Most PCBs contain one ounce of copper per square foot, depending on the job. Higher power demands use heavier, two- and three-ounce copper. When measuring for thickness, each ounce per square translates to roughly 35 micrometers (1.4  thousandths of an inch) thickness.

Sitting on top of the copper foil layer is the solder mask layer. Solder mask helps insulate the copper from any accidental contact with other metal, solder, or potential conductive bits. This layer is also a safeguard against solder jumpers and helps users to solder the correct places.

While green is commonly used for solder mask, some boards utilize other colors such as; red, purple, and white.

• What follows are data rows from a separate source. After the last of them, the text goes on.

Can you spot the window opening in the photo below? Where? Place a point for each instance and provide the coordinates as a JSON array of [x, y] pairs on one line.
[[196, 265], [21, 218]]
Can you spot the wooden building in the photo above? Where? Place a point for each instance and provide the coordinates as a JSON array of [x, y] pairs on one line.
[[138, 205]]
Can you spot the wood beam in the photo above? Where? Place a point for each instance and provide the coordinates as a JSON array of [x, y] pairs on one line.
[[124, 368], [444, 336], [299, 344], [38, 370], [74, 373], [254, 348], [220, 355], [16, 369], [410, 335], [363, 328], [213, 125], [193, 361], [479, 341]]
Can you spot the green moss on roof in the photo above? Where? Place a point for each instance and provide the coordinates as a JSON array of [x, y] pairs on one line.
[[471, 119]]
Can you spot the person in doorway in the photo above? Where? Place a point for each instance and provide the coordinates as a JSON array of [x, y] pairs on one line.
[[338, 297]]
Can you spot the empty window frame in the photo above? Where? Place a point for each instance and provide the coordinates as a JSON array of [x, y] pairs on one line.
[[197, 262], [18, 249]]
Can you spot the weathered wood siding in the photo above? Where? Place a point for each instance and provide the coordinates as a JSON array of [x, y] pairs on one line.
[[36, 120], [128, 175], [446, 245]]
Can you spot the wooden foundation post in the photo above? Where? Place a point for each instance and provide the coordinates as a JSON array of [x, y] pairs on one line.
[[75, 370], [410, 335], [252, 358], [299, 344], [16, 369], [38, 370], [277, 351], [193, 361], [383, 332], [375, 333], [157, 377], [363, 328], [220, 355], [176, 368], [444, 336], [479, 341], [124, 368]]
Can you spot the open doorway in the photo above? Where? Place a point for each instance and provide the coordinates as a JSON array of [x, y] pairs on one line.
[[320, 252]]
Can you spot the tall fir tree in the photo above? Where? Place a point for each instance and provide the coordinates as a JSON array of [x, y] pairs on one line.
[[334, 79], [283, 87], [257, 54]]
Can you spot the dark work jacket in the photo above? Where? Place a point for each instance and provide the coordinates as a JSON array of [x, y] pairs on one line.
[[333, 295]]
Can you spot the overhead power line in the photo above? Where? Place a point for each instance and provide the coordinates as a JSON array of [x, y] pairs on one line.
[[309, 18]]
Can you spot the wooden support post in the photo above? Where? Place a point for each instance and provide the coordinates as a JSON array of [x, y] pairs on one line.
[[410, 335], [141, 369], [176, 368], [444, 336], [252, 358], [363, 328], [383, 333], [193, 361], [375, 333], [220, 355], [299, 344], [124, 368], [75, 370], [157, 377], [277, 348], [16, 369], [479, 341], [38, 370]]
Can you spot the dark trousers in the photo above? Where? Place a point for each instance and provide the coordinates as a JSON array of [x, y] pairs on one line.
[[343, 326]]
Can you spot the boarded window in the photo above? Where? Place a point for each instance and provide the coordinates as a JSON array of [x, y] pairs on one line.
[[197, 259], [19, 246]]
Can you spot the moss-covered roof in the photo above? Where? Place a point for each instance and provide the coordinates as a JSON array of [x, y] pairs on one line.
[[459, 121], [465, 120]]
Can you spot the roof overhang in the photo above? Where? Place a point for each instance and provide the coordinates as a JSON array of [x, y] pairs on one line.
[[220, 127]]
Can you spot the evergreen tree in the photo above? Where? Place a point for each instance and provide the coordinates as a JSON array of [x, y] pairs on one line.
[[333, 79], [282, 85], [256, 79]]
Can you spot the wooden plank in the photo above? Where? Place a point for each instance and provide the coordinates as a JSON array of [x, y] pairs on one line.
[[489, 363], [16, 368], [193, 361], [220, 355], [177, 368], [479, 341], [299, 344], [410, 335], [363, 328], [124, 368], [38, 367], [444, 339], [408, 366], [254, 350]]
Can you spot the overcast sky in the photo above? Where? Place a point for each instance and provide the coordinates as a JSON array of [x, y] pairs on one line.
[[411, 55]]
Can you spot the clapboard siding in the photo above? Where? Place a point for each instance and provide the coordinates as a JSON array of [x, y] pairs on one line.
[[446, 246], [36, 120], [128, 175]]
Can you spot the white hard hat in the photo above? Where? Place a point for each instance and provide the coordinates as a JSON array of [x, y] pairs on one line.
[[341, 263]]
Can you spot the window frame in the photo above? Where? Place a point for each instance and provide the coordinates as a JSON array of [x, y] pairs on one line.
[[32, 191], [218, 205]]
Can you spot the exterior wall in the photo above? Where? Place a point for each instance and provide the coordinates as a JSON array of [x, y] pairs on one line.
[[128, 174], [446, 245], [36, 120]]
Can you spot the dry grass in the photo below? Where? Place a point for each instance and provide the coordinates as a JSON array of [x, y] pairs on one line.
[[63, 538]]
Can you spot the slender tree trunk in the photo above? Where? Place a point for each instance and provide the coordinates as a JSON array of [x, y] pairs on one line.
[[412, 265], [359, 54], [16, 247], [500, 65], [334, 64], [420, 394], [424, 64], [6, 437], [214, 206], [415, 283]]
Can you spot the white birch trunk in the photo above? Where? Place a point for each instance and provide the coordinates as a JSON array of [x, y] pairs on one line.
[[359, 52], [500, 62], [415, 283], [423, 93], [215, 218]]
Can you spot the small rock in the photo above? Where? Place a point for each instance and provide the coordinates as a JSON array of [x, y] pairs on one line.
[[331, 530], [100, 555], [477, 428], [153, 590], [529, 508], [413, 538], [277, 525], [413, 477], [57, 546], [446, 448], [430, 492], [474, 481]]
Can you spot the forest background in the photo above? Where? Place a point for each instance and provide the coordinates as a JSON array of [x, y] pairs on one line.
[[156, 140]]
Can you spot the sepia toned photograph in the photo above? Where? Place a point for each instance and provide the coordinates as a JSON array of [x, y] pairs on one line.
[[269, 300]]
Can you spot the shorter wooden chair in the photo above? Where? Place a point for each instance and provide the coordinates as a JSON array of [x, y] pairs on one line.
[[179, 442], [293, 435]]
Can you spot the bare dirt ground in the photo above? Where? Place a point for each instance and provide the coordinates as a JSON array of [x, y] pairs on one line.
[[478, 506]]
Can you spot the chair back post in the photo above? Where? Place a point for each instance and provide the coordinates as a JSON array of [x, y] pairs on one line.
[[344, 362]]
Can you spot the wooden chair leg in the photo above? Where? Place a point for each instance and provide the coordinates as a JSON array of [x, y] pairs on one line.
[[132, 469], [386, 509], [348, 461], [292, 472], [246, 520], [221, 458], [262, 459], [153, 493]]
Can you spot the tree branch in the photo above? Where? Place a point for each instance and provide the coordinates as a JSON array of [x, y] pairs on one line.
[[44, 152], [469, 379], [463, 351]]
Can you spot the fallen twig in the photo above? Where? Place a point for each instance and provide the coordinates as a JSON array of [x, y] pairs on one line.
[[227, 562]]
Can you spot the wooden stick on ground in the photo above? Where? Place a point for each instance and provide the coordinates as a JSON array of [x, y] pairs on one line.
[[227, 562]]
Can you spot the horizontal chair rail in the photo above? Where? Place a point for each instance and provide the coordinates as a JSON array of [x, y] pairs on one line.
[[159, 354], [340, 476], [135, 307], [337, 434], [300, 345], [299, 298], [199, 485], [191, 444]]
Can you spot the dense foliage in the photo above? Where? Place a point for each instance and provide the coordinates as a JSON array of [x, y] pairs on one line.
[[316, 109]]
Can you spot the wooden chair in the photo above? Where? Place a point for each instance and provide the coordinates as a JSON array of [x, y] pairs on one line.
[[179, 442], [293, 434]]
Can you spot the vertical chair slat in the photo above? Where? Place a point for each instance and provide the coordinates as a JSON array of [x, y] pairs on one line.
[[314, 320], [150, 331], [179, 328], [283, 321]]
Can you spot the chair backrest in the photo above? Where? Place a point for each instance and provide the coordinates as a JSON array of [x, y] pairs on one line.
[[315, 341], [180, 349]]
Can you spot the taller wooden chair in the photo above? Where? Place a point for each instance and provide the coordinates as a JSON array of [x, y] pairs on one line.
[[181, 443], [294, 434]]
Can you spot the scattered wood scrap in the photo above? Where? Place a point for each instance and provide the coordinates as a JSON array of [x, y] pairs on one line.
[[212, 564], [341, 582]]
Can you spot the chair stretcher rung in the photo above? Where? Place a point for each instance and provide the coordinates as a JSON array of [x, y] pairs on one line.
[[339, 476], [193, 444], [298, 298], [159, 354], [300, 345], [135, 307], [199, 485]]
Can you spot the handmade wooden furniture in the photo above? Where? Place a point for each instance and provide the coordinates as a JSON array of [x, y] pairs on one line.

Finally, we’ve reached the topmost layer of our PCB- the silk screen layer. Here, you can add letters, numbers, and symbols that serve as a roadmap for easier assembly and greater understanding of the board itself. Silkscreen labels can indicate each pin or LED’s function, for example.

You will see white silk screen most often, but a variety of ink colors are utilized. Expect to find only one color in use on a single board.

Now it’s time to have some fun.  Try your hand at designing your own PCB! A few tips to get you started:

  1. Find an inexpensive CAD package for PCB design.
  2. Check out other people’s layouts and see what has worked for them
  3. Practice, practice and practice some more.

4.Go easy on yourself.  The boards will never be without some problems.

  1. Maintain a coherent schematic above all!